Understanding and designing the SharePoint security relational assignments is crucial when considering the holistic SharePoint environment. Particular securable objects can have a user or group assigned a permission level for it. On securable objects within the site, as stated before, will by default inherit the permissions from the site by default. This design can be extended by implementing unique, fine grained permissions for each securable object in SharePoint in order to more finely tailor user actions for particular content. This approach needs to be approached with the aggregate design in mind, since assigning a multitude of individual permissions can natively cause a very, very complex design. This paradigm of complexity means that the implemented design must mutually consider the permission inheritance scheme as well as the individual permission assignment scheme. As a best practice, when breaking inheritance you should try to use groups as much as possible in order to decrease the complexity of the security designs. Individual accounts, for individually assigned items can be very, very difficult to track and can cause highly visible maintenance problems.

Managing sites, as a best practice, should use inheritance as much as possible due to the trickle-down inheritance that happens by default with the permissions of all the associated items within the site. It both lessens security design complexity and makes push down changes much more effective and impacting. Under this design however, the persons with the rights to manage sub site permissions must be strongly controlled since the sets are shared. This can natively cause problems with users accessing content and both site and the sub site level. As a best practice, commonly accessed content should use a shared inheritance scheme as much as possible while sensitive content that has few associated users and groups can be broken.

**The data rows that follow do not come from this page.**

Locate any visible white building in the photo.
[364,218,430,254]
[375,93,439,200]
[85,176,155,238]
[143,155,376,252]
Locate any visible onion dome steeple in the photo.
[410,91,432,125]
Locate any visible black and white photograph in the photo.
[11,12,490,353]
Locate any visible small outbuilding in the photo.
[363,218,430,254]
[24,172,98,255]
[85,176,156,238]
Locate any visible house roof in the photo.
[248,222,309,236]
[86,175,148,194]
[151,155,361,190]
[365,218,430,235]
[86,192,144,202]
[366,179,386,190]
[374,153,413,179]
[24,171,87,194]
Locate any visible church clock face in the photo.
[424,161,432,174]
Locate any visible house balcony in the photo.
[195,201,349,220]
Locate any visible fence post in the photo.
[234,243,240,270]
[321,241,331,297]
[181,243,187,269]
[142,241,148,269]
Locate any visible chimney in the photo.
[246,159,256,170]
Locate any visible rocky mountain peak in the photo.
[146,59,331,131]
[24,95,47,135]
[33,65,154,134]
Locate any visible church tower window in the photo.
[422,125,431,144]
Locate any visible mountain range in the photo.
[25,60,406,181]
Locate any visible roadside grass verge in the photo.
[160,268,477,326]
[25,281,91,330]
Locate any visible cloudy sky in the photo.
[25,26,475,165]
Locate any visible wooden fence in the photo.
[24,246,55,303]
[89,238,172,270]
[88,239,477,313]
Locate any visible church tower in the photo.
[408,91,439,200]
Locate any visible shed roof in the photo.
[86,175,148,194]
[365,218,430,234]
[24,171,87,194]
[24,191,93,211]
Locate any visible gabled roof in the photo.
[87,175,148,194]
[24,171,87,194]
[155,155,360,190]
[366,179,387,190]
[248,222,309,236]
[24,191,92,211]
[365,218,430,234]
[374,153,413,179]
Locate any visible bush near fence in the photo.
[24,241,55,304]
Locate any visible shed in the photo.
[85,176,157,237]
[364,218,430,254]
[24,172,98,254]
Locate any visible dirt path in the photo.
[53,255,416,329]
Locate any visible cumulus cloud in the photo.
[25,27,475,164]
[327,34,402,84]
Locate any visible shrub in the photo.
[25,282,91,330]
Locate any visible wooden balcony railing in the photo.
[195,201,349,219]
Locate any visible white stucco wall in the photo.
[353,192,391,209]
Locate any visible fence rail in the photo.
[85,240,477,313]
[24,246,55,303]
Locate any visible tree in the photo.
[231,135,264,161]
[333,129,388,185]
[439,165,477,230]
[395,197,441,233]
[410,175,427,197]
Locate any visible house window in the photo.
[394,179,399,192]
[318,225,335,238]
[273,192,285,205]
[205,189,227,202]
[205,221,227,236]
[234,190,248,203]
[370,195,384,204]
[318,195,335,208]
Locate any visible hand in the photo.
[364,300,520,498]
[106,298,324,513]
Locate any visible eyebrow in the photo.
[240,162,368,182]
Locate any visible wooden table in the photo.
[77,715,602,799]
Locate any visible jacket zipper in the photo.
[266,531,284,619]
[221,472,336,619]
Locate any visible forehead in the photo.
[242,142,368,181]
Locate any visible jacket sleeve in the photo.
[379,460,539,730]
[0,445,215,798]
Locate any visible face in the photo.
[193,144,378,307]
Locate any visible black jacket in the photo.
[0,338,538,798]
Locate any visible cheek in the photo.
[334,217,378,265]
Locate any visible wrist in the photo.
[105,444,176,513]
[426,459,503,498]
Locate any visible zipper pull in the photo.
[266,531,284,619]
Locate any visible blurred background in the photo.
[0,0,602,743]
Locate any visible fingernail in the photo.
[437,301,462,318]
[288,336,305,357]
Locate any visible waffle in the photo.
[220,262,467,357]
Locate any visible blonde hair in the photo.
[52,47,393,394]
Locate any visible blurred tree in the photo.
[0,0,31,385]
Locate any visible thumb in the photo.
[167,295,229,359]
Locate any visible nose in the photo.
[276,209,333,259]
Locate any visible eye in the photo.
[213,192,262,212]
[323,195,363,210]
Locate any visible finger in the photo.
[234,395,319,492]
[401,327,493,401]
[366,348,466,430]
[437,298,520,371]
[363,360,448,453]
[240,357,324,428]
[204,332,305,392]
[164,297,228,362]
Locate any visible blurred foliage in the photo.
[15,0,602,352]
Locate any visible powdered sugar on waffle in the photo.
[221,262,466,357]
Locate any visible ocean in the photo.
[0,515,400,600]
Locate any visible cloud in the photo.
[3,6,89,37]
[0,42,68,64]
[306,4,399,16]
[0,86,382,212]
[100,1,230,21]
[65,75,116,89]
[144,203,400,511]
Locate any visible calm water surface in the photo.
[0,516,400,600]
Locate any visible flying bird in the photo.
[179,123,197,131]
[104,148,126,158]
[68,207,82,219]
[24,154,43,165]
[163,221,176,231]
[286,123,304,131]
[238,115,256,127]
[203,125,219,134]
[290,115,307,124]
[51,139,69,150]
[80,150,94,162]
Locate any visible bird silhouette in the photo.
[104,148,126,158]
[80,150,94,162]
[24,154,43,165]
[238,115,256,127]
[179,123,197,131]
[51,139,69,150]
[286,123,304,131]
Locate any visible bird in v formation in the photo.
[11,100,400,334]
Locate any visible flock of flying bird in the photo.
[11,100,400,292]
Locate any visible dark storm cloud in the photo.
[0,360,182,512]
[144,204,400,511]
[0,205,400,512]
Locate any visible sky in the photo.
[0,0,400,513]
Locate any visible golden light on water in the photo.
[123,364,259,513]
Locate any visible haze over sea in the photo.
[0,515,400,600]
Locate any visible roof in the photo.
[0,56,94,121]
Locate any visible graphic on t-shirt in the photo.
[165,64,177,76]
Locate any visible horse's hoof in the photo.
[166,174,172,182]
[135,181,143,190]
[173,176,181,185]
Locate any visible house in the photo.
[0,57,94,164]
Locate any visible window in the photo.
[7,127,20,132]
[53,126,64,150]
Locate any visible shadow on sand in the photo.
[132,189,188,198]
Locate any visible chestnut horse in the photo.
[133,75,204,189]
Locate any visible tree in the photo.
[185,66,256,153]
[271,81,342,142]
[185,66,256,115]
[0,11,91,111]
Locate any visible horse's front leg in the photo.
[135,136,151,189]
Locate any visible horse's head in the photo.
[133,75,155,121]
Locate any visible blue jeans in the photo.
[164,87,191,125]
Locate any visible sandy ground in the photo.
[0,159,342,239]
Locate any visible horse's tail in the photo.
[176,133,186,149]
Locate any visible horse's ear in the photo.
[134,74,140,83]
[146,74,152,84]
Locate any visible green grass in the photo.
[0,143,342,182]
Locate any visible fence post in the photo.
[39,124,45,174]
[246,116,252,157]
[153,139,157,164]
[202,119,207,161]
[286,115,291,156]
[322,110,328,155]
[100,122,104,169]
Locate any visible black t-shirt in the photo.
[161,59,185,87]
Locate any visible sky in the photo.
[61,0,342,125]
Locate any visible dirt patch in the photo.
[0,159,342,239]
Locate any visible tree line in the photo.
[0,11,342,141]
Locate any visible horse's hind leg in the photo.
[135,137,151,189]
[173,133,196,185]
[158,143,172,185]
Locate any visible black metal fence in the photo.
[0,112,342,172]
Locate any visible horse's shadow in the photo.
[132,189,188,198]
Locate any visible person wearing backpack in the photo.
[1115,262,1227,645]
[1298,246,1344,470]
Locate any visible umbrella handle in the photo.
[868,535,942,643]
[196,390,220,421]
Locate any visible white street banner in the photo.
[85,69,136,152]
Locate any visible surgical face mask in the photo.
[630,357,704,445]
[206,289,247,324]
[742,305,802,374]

From what we have talked about thus far, it is clear that determining the balance between the simplicity of managing the security for an instance as well as performance versus the need to separate sensitive content. There are a few takeaways to consider as best practices. Firstly, always follow the principles of least privilege where a user only has the required minimum permissions to execute their assignments. Since several of the inbuilt functions of SharePoint as well as the API has hooks that use the standard groups, it is best to exploit the default groups as much as possible. As stated previously, it is best as much as possibly to lean on inheritance schemes. Always carefully choose whom you elevate about the permissions of members of visitors since these correlate to the common actions of limited contribution and view rights on objects. Furthermore, members of the Owners group should be tightly controlled and monitored since they have elevated rights to execute actions such as modifying the site structure. It is important to remember that permissions and permission levels are flexible in SharePoint, permission levels for particular objects can be customized as required.